Martes, 11 de agosto de 2020
Ciudad Rodrigo al día

Marcelino Moronta: Un servidor público

El exalcalde de Ciudad Rodrigo Miguel Cid Cebrián recuerda la figura de Marcelino Moronta, fallecido en la jornada del miércoles

En el Casino de Salamanca con El Viti a la izquierda de Miguel Cid y Marcelino a su derecha, en la presentación de su Asociación

En estos tiempos tan turbulentos, nos llega la noticia de la muerte de Marcelino Moronta, que arrastraba desde hace tiempo, eso sí con dignidad y entereza, una grave enfermedad. Yo, que además de amigo y paisano era su abogado, he recibido tan triste noticia como un mazazo, pues siempre tenemos la esperanza de que ésta no llegue. Pero ha llegado. Freddie Mercury en su película autobiográfica “Queen” dice una frase impactante “La vida es una enfermedad que hay que alegrarla como se pueda”, más o menos. Y ahora, con la que está cayendo, vemos que es así.

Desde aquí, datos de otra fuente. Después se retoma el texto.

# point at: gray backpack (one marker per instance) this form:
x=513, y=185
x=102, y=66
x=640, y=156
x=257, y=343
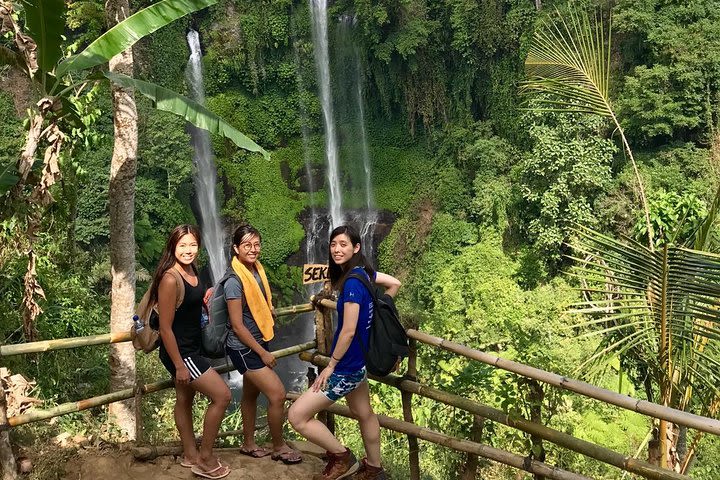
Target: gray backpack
x=215, y=333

Por ello, Marcelino, aún sabiendo lo que tenía encima, asistía con su permanente sonrisa a todos los actos que podía. El último que recuerdo fue en la presentación a finales de año, en la Presidencia de la Comunidad de Madrid en la Puerta del Sol, de la Agenda Taurina de Vidal Pérez Herrero. Allí intercambié con él las que iban a ser nuestras últimas palabras.

Pero Marcelino, Inspector del Cuerpo General de Policía, fue siempre un fiel servidor público y dados sus amplios conocimientos en materia taurina presidió durante más de diez años la Plaza de las Ventas y trabajó intensamente en el laboratorio de análisis de astas del Ministerio del Interior de la Gran Vía de Hortaleza de Madrid, pues fue siempre un acérrimo defensor de la integridad del toro de lidia, dándole a éste la importancia que tiene y que es el sustento principal de la Fiesta.

Hombre de campo, de nuestro campo charro, pues era natural de Valderrodrigo, pegado a Vitigudino, donde tenía la casa familiar y a dónde se escapaba cuando podía, decía siempre que había que luchar por la vigencia y prosperidad del mundo rural para evitar, entre otras cosas, su desertización y abandono.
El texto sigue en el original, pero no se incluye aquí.